— Это подарок?
— Типа того, — пыхтит Дима. — С Новым годом, Артур.
— Спасибо. — Он так серьезен. Кладет ладони поверх коробки. — Мне очень давно не дарили подарков. — Точно пытаясь еще свести все в шутку, он добавляет: — Вот вино только получил от родительского комитета. Поздравления традиционные, в рисунках их детей искренности больше.
— Дети что-то дарили?
— Целую кучу рисунков. Я их все сохранил… — Артур слегка царапает короткими ногтями коробку. — Но от тебя получить — все равно другое.
— Может, раскроете уже?
Он взволнованно кивает. Уходит немного времени, чтобы распаковать, и на свет появляется она — елочка. Небольшая, сантиметров пятнадцать в высоту, с искусственными пушистыми веточками, украшенными белыми и серебристыми пластиковыми шариками, в декоративном серебристом горшочке. Скромный сувенир, который можно найти на любом прилавке в преддверии Рождества. Ничего фантастического. Но Артур держит ее словно хрустальное сокровище, способное рассыпаться вне защиты его ладоней — взор его светел и сияет. Дима аж смущается. Наугад вытягивает печенье.
— Погоди, — спохватывается Артур, не выпуская елочку из рук, — я же тебе заранее подготовил!

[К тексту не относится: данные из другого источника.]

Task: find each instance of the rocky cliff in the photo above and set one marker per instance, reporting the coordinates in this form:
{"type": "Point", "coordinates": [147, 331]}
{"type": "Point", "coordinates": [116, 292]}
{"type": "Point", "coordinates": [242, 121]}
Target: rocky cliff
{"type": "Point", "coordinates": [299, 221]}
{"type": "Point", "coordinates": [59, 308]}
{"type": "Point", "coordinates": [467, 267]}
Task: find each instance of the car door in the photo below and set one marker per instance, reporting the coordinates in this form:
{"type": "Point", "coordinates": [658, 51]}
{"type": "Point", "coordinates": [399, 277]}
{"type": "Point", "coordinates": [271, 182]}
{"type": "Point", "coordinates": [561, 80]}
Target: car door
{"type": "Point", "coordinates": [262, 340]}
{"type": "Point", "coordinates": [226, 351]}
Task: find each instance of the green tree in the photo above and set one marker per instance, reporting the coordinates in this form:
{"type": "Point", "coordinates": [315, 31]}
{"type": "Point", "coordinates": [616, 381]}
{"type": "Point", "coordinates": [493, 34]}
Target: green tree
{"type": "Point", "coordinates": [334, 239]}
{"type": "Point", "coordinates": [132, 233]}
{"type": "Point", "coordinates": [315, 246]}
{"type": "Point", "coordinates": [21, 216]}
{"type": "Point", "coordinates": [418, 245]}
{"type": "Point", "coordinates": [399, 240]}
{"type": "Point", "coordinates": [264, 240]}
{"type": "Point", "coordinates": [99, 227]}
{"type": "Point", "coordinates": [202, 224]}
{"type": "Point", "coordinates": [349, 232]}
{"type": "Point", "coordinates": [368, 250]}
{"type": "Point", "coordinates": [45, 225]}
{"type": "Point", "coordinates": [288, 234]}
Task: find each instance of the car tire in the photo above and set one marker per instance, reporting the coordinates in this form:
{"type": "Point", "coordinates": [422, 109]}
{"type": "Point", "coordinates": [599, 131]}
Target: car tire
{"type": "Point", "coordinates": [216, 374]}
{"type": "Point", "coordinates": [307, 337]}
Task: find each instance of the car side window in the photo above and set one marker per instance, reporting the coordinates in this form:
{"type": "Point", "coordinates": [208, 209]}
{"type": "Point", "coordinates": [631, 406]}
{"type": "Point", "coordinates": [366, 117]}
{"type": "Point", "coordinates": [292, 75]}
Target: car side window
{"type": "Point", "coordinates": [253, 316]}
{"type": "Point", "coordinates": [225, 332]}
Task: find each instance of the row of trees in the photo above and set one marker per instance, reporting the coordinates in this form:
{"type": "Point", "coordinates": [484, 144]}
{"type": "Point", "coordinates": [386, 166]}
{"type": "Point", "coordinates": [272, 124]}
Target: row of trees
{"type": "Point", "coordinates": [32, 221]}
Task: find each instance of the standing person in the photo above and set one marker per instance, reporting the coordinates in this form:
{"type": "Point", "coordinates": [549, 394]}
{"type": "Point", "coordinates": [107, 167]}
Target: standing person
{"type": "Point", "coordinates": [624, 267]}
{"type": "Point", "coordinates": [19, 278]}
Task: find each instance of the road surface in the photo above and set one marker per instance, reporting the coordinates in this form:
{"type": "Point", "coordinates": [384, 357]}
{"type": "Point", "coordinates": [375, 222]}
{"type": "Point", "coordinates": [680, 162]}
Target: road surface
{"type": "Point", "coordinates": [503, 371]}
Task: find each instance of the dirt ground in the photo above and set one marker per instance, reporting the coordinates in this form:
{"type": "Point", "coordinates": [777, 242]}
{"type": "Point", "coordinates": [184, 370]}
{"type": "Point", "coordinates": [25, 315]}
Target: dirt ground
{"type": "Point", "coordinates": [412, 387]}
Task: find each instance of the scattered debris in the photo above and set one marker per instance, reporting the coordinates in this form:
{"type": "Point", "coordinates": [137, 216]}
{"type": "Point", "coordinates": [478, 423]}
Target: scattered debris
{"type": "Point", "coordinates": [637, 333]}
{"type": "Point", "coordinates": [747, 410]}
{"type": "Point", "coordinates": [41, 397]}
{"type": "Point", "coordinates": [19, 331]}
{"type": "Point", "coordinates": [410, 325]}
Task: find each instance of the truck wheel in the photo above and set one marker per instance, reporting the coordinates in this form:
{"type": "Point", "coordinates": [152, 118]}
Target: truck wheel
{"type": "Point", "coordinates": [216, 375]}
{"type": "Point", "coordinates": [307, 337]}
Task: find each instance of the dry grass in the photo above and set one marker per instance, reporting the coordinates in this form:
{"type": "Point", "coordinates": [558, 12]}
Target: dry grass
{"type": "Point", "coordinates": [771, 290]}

На обрывистое «А?» Димы он подскакивает и скрывается за пределами комнаты, скоро возвращается, держа в свободной ладони завернутый в красную блестящую бумагу предмет прямоугольной формы. Заинтригованный Дима принимает дар таинственный, держит на весу, растерявшись. Подарков не было дома с тех пор, как мама исчезла. Пальцы подрагивают, но справляются, разворачивая упаковку. Книга. Это книга! Сборник трудов известного историка. То, что Дима недавно скачал на телефон, но не успел еще начать.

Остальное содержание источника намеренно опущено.